Gerbils treat birth control like Dirty Harry treats gun control. So every few weeks, we would look inside the repurposed aquarium lined with cedar chips and find a blob of squirming matter.
"Michael," my mom would call, half exasperated. "Babies!"
"Again?" Michael answered.
Laws of mass and space eventually caught up with the growing family, and they needed a bigger home. Dad's solution was to design and build a luxury two-story gerbil enclosure, complete with a ramp upstairs, out of material bought from a Kansas City company called Fantastic Plastics. Now they had three times the space to play and reproduce.
We can tell when gerbils are getting ready to mate -- at least one of them goes into a stomping ritual with a hind leg. Sometimes we could catch it and break up the love affair, but when you have to go to work and school, it's impossible to constantly chaperone. So two gerbils begat a dozen.
Then we had to move them, all of them, while moving ourselves from Kansas City to St. Louis. Their luxury abode made the trip in the back of our stationwagon, and although two of them escaped when we opened the rear hatch, we managed to grab them. Another got out in our temporary apartment home and lived behind the refrigerator for a week.
The small white furball added to the confinement stress of Cinnamon, our Brittany Spaniel. Already deprived the free run of her homeland yard, she panted and whined at the rogue rodent and its siblings back in the plastic palace. When we moved to our new home, dog and furballs both moved to the basement for an uneasy bilaterial co-existence.
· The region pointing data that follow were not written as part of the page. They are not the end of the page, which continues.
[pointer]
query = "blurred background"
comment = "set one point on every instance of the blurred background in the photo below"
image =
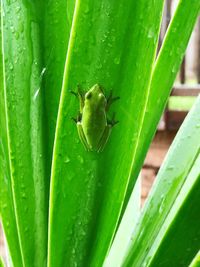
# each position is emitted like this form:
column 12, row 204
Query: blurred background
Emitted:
column 184, row 92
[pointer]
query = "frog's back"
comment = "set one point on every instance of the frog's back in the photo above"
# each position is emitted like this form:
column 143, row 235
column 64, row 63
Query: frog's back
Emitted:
column 93, row 126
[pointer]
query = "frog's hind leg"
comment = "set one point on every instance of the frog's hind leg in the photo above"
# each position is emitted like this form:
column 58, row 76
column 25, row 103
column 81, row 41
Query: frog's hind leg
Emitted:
column 104, row 138
column 80, row 95
column 82, row 136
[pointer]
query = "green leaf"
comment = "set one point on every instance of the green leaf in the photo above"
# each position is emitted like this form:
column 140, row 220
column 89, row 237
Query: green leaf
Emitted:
column 7, row 213
column 163, row 76
column 23, row 107
column 178, row 239
column 126, row 228
column 170, row 179
column 107, row 47
column 196, row 261
column 56, row 30
column 2, row 262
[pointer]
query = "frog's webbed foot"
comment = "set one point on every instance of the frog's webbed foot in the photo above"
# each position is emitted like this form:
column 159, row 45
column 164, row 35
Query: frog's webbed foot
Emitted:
column 111, row 100
column 112, row 122
column 80, row 95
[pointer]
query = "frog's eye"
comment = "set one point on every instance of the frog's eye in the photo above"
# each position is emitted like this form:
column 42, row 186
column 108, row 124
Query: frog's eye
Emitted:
column 88, row 95
column 101, row 96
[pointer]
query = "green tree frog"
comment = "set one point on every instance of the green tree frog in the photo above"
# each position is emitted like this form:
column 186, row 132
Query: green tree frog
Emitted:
column 92, row 124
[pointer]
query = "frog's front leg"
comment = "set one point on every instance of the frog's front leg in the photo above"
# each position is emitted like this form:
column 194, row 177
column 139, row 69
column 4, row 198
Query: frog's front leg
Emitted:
column 104, row 138
column 82, row 136
column 81, row 96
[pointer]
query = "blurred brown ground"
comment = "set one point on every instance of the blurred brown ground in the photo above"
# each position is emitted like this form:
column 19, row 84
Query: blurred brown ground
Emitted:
column 154, row 159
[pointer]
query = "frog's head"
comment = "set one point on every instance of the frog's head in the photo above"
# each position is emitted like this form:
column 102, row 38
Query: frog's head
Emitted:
column 95, row 96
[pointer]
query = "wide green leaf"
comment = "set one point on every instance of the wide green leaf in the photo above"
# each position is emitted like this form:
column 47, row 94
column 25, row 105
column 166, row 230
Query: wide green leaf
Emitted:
column 24, row 126
column 107, row 47
column 126, row 229
column 7, row 213
column 170, row 179
column 163, row 76
column 178, row 240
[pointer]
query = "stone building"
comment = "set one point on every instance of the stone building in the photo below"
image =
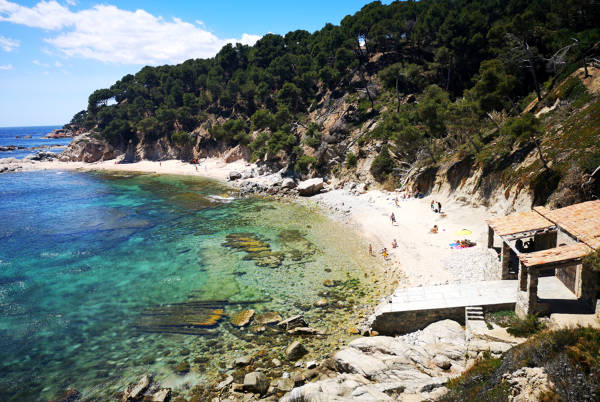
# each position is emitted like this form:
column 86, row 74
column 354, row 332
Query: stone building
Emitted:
column 556, row 243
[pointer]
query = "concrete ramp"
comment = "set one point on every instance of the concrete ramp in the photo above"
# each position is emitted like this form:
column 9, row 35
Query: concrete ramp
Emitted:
column 411, row 309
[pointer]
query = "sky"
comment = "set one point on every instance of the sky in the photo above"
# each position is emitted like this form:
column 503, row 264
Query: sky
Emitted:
column 53, row 54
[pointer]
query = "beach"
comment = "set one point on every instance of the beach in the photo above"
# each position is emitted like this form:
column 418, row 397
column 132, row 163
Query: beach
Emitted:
column 417, row 261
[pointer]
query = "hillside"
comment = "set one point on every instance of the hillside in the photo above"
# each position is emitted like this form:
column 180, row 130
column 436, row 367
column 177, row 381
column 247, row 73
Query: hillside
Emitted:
column 443, row 94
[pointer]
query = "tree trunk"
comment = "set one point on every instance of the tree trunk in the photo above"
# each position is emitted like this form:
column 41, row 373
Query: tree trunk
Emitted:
column 537, row 145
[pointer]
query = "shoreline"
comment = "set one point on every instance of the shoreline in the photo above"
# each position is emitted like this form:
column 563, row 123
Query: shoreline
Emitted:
column 417, row 261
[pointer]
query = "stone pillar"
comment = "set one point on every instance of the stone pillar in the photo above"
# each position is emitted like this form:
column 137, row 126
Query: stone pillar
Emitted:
column 490, row 237
column 505, row 260
column 527, row 300
column 544, row 241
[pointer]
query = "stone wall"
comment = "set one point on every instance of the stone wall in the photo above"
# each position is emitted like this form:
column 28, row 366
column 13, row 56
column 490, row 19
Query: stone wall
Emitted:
column 402, row 322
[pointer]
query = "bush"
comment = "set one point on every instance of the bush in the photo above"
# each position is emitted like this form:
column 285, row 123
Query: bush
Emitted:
column 351, row 160
column 526, row 327
column 383, row 165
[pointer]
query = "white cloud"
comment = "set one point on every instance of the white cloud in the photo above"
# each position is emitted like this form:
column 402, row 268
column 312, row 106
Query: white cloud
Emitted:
column 8, row 44
column 113, row 35
column 39, row 63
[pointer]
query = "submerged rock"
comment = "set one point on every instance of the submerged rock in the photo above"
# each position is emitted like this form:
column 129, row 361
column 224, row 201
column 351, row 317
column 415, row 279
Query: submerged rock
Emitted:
column 295, row 351
column 242, row 318
column 256, row 382
column 271, row 317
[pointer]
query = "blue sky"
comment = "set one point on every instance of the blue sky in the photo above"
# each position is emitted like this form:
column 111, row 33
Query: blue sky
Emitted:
column 53, row 54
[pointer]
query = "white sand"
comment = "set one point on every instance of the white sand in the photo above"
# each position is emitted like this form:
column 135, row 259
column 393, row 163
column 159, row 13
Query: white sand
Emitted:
column 418, row 259
column 214, row 168
column 420, row 254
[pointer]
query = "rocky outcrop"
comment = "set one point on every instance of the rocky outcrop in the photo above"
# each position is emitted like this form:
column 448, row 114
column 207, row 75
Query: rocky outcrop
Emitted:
column 310, row 187
column 383, row 367
column 89, row 147
column 528, row 384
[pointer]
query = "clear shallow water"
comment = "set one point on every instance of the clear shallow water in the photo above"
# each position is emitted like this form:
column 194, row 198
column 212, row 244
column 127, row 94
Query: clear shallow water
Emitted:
column 84, row 257
column 8, row 136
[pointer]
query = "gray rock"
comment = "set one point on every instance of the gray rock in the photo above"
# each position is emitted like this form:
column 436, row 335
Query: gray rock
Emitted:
column 288, row 183
column 285, row 384
column 233, row 175
column 293, row 322
column 161, row 395
column 136, row 391
column 310, row 187
column 225, row 382
column 243, row 361
column 442, row 362
column 256, row 382
column 295, row 351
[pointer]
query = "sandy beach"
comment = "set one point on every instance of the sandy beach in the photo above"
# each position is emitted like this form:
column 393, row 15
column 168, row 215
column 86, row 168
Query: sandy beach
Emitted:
column 417, row 261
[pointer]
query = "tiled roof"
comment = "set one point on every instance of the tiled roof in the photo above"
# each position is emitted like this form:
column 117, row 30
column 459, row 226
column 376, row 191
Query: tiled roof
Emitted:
column 580, row 220
column 553, row 255
column 517, row 223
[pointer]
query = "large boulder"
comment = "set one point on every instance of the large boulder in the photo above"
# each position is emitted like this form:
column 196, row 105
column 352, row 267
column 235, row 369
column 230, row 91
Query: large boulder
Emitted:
column 256, row 382
column 310, row 187
column 295, row 351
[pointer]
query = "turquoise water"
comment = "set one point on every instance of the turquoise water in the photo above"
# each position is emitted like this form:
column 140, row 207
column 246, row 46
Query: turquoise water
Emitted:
column 16, row 136
column 85, row 258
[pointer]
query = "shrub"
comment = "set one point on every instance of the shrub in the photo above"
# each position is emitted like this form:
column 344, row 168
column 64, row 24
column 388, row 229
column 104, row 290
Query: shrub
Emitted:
column 382, row 165
column 351, row 160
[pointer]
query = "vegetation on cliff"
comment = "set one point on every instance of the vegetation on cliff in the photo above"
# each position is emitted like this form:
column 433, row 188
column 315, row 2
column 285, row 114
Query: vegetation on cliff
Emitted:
column 440, row 78
column 570, row 357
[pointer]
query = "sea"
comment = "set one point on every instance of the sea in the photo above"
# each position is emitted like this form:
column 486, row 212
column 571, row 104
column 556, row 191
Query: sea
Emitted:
column 31, row 139
column 107, row 277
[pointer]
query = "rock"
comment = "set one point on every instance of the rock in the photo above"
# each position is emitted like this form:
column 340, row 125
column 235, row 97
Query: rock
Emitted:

"She's gonna get those gerbils!" Mom kept telling Michael as Cinn would pant in front of the cage. I forget what defensive measures, if any, my brother took. He curtailed the breeding by giving same-sex gerbil couples to his friends, but eventually, it didn't matter.
The gerbil massacre of Four Oaks Drive happened suddenly, wiping out all but a few who managed to escape the ravages of canine teeth. I didn't look at the tipped-over cage or the crime scene, but we would never again face a population explosion.
Michael would later bring a rabbit into our home -- one rabbit.